JDK-4688586 : java.util.regex.Pattern doesn't know "Latin Extended-B" Unicode block
  • Type: Bug
  • Component: core-libs
  • Sub-Component: java.util.regex
  • Affected Version: 1.4.0
  • Priority: P4
  • Status: Closed
  • Resolution: Duplicate
  • OS: linux
  • CPU: x86
  • Submitted: 2002-05-21
  • Updated: 2003-09-02
  • Resolved: 2003-09-02
Related Reports
Duplicate :  
Description

Name: rmT116609			Date: 05/21/2002


FULL PRODUCT VERSION :
java version "1.4.0"
Java(TM) 2 Runtime Environment, Standard Edition (build 1.4.0-b92)
Java HotSpot(TM) Client VM (build 1.4.0-b92, mixed mode)
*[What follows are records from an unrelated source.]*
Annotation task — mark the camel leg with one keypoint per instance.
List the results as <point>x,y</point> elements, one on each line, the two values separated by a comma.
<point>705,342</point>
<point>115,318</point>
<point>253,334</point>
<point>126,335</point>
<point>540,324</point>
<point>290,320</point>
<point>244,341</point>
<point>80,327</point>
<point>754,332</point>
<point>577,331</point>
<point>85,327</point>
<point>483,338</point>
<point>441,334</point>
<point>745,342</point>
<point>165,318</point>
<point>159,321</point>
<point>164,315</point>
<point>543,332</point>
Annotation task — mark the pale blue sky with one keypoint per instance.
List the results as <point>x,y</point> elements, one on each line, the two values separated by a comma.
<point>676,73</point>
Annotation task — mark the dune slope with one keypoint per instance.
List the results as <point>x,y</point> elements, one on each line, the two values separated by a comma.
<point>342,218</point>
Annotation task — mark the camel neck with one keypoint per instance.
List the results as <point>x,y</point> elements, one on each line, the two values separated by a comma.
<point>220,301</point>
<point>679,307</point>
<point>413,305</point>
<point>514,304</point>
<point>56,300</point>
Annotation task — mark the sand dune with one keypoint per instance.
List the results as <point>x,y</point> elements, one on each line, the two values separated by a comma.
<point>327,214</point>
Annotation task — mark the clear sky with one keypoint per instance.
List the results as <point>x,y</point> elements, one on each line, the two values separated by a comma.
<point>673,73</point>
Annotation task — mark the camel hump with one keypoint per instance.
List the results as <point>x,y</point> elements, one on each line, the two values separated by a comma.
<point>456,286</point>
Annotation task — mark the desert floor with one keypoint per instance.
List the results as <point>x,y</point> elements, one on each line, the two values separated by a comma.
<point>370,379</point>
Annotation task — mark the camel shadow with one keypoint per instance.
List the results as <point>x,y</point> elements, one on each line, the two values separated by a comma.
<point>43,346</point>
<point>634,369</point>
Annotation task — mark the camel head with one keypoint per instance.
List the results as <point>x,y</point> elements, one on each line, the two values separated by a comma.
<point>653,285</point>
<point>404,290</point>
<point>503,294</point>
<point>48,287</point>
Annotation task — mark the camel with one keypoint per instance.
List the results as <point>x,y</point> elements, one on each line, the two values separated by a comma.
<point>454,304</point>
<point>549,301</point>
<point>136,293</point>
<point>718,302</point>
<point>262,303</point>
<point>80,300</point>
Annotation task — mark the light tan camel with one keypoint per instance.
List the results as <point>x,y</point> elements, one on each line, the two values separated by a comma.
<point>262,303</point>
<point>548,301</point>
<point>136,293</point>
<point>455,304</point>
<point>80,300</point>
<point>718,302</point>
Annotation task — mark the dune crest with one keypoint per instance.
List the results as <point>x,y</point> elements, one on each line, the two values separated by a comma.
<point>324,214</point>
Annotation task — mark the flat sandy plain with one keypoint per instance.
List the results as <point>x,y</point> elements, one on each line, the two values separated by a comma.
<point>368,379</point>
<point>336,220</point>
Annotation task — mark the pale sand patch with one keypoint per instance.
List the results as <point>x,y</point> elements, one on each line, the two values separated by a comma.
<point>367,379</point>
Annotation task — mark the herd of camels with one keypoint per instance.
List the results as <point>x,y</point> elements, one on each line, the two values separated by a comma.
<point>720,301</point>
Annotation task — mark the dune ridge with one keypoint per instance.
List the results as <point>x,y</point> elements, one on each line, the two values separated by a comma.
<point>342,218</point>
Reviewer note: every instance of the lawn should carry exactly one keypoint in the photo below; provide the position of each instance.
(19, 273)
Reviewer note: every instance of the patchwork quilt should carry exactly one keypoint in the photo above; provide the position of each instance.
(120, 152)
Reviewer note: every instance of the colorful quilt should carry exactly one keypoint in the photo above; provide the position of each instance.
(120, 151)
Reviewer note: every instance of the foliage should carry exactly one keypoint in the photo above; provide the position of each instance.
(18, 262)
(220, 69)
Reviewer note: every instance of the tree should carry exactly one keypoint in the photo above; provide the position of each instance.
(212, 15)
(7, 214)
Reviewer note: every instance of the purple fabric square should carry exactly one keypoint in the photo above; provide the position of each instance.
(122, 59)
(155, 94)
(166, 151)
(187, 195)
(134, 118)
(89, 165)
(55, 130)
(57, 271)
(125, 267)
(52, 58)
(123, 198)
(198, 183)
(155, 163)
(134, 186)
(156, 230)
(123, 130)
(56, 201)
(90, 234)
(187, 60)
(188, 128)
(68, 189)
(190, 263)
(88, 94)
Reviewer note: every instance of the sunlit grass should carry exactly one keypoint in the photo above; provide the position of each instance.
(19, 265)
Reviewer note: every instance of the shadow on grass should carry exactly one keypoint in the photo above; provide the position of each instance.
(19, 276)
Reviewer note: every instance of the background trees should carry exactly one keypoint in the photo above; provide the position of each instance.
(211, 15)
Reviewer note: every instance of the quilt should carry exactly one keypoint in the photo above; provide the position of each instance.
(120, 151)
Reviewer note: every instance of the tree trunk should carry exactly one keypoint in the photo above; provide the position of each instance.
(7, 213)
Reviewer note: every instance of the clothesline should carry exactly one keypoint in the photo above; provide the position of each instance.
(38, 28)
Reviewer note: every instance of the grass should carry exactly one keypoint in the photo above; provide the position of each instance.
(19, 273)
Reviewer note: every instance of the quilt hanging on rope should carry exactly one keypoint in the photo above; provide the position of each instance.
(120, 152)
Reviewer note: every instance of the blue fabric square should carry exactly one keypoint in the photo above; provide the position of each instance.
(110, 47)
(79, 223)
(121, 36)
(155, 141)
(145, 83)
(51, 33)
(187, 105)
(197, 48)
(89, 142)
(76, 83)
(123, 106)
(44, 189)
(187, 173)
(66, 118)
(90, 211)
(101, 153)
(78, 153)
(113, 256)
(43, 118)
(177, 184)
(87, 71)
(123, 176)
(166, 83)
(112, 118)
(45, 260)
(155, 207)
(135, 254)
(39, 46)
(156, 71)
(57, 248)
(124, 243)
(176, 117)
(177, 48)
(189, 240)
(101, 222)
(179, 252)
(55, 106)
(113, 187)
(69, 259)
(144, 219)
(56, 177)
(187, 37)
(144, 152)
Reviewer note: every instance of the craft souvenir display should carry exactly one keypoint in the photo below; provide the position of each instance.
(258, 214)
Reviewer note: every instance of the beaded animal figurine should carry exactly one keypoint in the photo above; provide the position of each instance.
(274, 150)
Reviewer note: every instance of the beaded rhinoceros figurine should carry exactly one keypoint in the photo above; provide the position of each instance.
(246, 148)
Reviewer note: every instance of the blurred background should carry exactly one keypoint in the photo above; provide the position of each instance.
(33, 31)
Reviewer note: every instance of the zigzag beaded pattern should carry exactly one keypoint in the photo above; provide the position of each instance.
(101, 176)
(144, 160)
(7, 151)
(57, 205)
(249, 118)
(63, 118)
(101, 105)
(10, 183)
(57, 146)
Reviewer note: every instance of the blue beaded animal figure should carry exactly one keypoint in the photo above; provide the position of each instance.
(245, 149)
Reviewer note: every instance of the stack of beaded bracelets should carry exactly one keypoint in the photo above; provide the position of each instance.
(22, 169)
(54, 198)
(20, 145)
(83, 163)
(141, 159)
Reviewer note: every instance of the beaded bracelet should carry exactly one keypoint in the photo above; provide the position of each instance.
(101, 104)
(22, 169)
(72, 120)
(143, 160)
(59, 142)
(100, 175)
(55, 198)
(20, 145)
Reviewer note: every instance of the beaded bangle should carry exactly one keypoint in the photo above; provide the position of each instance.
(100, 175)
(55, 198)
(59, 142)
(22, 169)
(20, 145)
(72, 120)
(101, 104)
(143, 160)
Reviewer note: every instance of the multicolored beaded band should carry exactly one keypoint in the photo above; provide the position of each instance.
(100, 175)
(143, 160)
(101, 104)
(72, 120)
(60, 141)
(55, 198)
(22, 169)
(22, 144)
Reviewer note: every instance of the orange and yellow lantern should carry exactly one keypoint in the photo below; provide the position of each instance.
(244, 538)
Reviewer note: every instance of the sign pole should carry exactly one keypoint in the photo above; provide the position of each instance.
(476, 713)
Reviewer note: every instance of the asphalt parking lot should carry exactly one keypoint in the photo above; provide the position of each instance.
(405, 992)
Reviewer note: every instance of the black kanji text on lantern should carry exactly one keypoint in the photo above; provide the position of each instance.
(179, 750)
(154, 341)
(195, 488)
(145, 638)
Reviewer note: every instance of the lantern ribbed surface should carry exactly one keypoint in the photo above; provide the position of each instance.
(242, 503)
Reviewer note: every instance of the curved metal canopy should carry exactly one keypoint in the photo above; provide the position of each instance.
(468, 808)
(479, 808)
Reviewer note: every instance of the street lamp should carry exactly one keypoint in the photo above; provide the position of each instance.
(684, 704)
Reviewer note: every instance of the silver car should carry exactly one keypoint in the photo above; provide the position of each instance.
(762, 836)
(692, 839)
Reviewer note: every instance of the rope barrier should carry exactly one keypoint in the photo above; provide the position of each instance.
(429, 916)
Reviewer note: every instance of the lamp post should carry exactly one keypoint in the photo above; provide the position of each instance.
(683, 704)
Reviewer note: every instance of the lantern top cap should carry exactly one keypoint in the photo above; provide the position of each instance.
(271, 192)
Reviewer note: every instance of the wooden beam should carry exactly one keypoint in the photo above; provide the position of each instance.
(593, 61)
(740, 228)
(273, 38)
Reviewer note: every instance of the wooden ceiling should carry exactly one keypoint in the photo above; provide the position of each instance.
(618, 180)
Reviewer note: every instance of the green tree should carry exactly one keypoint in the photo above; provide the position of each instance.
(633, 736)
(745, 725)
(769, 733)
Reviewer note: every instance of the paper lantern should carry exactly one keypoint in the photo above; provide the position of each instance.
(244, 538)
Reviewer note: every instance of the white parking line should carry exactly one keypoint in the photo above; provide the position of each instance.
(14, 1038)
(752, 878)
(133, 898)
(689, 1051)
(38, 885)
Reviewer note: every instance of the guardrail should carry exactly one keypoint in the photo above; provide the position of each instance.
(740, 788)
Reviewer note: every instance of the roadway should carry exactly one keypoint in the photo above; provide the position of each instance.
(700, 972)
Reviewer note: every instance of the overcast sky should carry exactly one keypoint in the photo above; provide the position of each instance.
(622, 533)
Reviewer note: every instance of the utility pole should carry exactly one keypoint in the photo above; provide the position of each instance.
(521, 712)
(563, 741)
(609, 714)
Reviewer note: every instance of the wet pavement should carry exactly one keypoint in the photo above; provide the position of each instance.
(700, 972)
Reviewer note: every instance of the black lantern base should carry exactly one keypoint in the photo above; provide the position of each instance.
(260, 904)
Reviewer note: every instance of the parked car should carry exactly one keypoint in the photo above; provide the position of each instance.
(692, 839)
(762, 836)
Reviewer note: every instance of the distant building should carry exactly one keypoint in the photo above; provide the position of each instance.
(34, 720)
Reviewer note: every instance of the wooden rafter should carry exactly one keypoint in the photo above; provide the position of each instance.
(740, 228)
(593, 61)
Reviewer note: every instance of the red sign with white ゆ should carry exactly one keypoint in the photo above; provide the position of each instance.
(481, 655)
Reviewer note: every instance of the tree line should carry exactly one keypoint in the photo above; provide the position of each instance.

FULL OPERATING SYSTEM VERSION :
Linux 2.4.17, SuSE 7.3, Windows 2000, Solaris 2.8

A DESCRIPTION OF THE PROBLEM :
Pattern.compile("[\\p{InLatinExtended-B}]*");
results in:
java.util.regex.PatternSyntaxException: Unknown character family {LatinExtended-B} near index 21

it's of course workaroundable with:
Pattern.compile("[\u0180-\u024F]*");

but it's a bug! :)


STEPS TO FOLLOW TO REPRODUCE THE PROBLEM :
1) Compile the test case(test.java)
2) Run it.

ERROR MESSAGES/STACK TRACES THAT OCCUR :
Exception in thread "main" java.util.regex.PatternSyntaxException: Unknown character family {LatinExtended-B} near index 21
[\p{InLatinExtended-B}]*
                     ^
        at java.util.regex.Pattern.error(Pattern.java:1472)
        at java.util.regex.Pattern.familyError(Pattern.java:2137)
        at java.util.regex.Pattern.retrieveFamilyNode(Pattern.java:2114)
        at java.util.regex.Pattern.family(Pattern.java:2096)
        at java.util.regex.Pattern.range(Pattern.java:2024)
        at java.util.regex.Pattern.clazz(Pattern.java:1991)
        at java.util.regex.Pattern.sequence(Pattern.java:1529)
        at java.util.regex.Pattern.expr(Pattern.java:1489)
        at java.util.regex.Pattern.compile(Pattern.java:1257)
        at java.util.regex.Pattern.<init>(Pattern.java:1013)
        at java.util.regex.Pattern.compile(Pattern.java:760)
        at test.main(test.java:38)



This bug can be reproduced always.

---------- BEGIN SOURCE ----------
import java.util.regex.*;
public class test {
	public static void main(String args[]) throws Throwable {
		Pattern.compile("[\\p{InLatinExtended-B}]*");
	}
}


---------- END SOURCE ----------

CUSTOMER WORKAROUND :
Pattern.compile("[\u0180-\u024F]*");
(Review ID: 146813) 
======================================================================

Comments
EVALUATION There are some newer Unicode blocks that are currently unsupported. We may extend coverage of these blocks in a future release. ###@###.### 2002-05-21 In Tiger we will be relying on the Character for the unicode blocks and scripts which will fix this bug. ###@###.### 2003-05-12 As expected, this bug has been fixed by the fix for 4898036. I am closing this bug as a duplicate of it. ###@###.### 2003-09-02
12-05-2003